To know if a message is waiting in the asyncronous queue, the interface will generally set some flag so that the user may immediately know. The software will then send a Get Message Flags command (table 3.6) to know find out what is up. A bit will be set in the response to tell it something is in the queue.
Request - Response 0
Completion code Flags. The bits are:
0 1 2 3 4 5 6 7
message(s) in the receive message queue.
Event message buffer is full
Table 3.6: Get Message Flags Command, NetFN App (06h), Cmd 31h
Interface to IPMB
For bridging from a system interface to IPMB, format an IPMB message as described in section 3.5 and set the requester LUN to 2. Then issue a Send Message command with the IPMB message as the data to the proper IPMB channel; the message will be routed out onto the IPMB bus.

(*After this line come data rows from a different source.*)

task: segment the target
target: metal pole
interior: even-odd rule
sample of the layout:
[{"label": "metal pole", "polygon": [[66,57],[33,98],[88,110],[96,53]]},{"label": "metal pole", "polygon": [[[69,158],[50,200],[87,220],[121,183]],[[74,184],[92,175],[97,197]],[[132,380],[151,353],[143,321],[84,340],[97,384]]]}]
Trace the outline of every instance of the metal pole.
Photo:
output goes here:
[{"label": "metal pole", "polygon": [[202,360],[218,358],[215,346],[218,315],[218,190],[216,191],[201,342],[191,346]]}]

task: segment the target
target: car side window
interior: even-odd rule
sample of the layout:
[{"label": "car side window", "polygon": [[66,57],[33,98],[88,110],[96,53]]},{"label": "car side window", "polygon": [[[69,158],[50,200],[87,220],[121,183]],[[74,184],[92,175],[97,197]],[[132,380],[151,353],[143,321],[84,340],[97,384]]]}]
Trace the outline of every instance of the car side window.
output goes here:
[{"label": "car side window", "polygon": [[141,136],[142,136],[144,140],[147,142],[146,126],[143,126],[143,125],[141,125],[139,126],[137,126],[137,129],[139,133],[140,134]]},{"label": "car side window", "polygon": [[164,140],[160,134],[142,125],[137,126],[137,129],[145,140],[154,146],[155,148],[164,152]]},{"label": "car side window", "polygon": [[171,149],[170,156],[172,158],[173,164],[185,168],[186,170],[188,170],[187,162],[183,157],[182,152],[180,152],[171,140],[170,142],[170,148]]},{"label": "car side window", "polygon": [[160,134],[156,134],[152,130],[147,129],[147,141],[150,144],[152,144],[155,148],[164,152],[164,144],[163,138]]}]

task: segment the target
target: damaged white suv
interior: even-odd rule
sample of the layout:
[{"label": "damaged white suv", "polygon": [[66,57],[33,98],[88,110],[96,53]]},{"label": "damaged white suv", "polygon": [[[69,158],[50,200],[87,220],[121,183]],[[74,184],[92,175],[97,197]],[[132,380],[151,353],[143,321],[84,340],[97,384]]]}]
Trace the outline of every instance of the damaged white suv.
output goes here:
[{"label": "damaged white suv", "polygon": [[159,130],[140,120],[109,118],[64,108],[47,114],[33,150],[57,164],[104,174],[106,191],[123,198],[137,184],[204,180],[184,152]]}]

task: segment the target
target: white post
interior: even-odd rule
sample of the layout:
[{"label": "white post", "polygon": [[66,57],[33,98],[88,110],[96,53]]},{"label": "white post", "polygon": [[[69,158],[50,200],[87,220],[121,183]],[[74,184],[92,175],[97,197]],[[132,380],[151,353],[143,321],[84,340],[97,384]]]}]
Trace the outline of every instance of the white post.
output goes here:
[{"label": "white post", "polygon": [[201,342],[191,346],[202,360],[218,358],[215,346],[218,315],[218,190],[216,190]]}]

The response will come back to the MC with the requester LUN set to 2. This will route the message back to the system interface, where it will be put into the receive message queue. The software running on the system must receive the message from the queue using the Get Message command described in section 3.4.4.
The response data will be in the same IPMB format.
LAN to IPMB Bridging
Unfortunately, the description in the spec of the LAN protocol is very confusing. An errata was introduced that, instead of clearing things up, added another possibile interpretation. Four popular interpretations are common. Fortunately, one piece of software can be written to work with three of these possibilities, and the fourth possibility is rather broken. The three main possibilities are:
Response comes back in the Send Message response
Separate Send Message and IPMB responses
Separate Send Message and Translated responses
One might also infer from the spec that you implement the receive message queue on the LAN interface and poll it with the Get Message command. It is yet another possible interpretation, but the side effects of this are very bad. This will not be discussed any more.